Von Matthias Grimm Gay Comedies, schwule Komödien, noch vor wenigen Jahren hätten sie – gerade im prüden Amerika – Skandale und Proteste ausgelöst. Heute sind sie so normal, daß es sogar einen eigenen Genrebegriff dafür gibt. Kein Wunder, denn Witze über sexuelle Orientierung und damit verbundene peinliche Verwechslungen gehören seit jeher zum Repertoire der standardisierten Humorkiste.

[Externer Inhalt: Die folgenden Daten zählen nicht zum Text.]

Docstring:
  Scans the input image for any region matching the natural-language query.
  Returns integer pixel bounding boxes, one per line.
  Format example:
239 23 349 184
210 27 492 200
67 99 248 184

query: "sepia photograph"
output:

Vor allem aber hat die Filmindustrie entdeckt, daß Homosexuelle a priori tragische Figuren sind, und somit ganz im Vorbeigehen noch Themen wie Toleranz und Selbstfindung abgehakt werden können. Nach diesem Rezept funktionieren Klassiker wie Ein Käfig voller Narren und auch die modernen Ableger Happy, Texas oder In & Out. In letzterem wird Kevin Kline fälschlicherweise für schwul gehalten, was er letztendlich auch ist, aber lange Zeit zu verbergen versucht.

Ein Date zu dritt dreht diese Prämisse um und macht einen neuen Film daraus: Matthew Perry wird fälschlicherweise für schwul gehalten, was er definitiv nicht ist, er aber gezwungenermaßen in diese Rolle schlüpfen muß, um sein Glück – sprich: Frau und Geld – zu machen. Die Umkehrung dieser Rollenspezifika sorgt nicht nur für die in Verwechslungskomödien obligatorischen Irrungen und Wirrungen, sondern für einen interessanten Wechsel der Perspektive, wenn sich Perry am Ende als Hetero outen muß, um das Herz der Angebeteten zu gewinnen.

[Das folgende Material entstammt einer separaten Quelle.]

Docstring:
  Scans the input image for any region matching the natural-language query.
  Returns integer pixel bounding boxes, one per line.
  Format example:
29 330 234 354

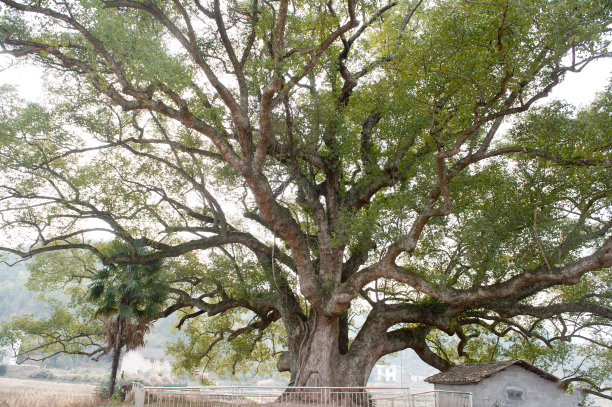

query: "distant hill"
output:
0 263 47 321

Leider braucht Ein Date zu dritt zu lange, um richtig in Fahrt zu kommen, bleibt zwischendrin zu häufig stehen und erreicht das Ziel nur im Schlafwagen. Während gerade in der Mitte des Films hervorragende Slapstickeinlagen und das dramatische Zuspitzen der Situation für Hoffnung sorgen, geht kurz vor Schluß die Luft aus und verpufft der klägliche Rest in belanglosen Dialogen. Diese sind ohnehin der Schwachpunkt des Films, der seine gelungenen Pointen hauptsächlich den Fähigkeiten eines famos aufspielenden Matthew Perry verdankt. Der »Friends«-Star dürfte sich nach der Gaunerkomödie Keine halben Sachen und diesem Werk den Status als hoffnungsvollster Jungkomiker Hollywoods erspielt haben.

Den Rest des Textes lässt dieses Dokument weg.